“We need to put the Kingsbury Hotel back on the international market,” says Chevalaz, speaking at the newly opened CE LA VI rooftop lounge. “We were previously an international hotel (formerly the Ceylon Continental Hotel Colombo and the Ceylon Inter-Continental Hotel), so we need to keep improving in terms of innovation, creativity and standards to get back on their radar.”
There is certainly an ambitious plan in place already. The hotel is to undergo refurbishments of its kitchens and banquet room offerings to encourage more corporate clientele. Behind the scenes, internal projects focusing on ISO standards are being made a priority – “Even though a lot of it is already implemented, we need to finalize the certification,” she explains.
Joining Kingsbury Hotel at a time when competition is increasing in the country from several big name international chains, Chevalaz is optimistic about the hotel’s position and welcomes the new entrants. “We have an advantage because we know the market well; and even though we are a smaller company compared to international chains, we are ready to meet the challenge.”

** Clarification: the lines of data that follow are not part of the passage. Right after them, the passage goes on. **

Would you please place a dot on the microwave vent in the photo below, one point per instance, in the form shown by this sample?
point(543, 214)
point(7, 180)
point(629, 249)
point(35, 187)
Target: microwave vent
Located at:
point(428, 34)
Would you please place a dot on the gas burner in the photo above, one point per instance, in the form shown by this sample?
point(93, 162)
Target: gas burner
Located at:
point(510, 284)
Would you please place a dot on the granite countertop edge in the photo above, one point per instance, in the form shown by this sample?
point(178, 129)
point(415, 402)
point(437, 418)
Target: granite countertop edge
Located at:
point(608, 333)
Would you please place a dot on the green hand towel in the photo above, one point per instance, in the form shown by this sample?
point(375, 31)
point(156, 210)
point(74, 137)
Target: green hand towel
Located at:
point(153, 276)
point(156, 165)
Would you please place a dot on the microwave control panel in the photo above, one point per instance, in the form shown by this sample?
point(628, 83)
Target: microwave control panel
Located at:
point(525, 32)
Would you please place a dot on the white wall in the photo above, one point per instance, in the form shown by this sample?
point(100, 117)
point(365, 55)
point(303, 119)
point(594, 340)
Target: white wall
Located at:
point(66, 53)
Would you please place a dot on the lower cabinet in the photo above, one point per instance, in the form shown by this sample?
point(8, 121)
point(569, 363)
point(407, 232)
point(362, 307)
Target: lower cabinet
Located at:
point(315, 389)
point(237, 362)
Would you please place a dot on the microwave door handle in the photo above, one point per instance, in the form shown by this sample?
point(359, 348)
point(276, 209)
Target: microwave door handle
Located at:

For Chavalaz, the key to a business’s success is its people; and she hopes to achieve this by not just hiring the right individuals, but by helping the staff to feel like they are a part of the business. “If they feel that each guest’s wellbeing is of their concern, I think we would be successful.”
“We have an advantage because we know the market well; and even though we are a smaller company compared to international chains, we are ready to meet the challenge.”
Finding young people who want to work in the hospitality industry, rather than in a bank or a 9-5 job, is a challenge. Adding to this, the essential ingredient Chevalaz is looking for is passion, a quality she has in spades.
Originally from France, Chevalaz was, quite literally, born into the hotel industry. “My mum used to have a family hotel in the South of France, which I helped around with from the age of eight.”
However, it was only after experiencing hotels from a guest’s side during her travels as a teenager that she realised this was the industry for her. Studies in Edinburgh, UK, were followed by an international career that has taken her to 11 countries. “I’m a little like a tourist when I go back to my country because I’ve always worked abroad, and never in France.”
Of those stints, she views moving from a hotel in the heart of the EU diplomatic quarter in Belgium where check out could not take more than 3 minutes, to a hotel in Africa where it would take 20-25 minutes, as the most instructive part of her career.
It taught her to appreciate that every country has its own unique set of circumstances that impact on the staff. “I had to quickly understand the different issues people were confronted with every day. Only then was I able to help,” she says. The experience was formative in developing her hands-on and down to earth management style, where “If you make things as simple as possible, you will be successful.”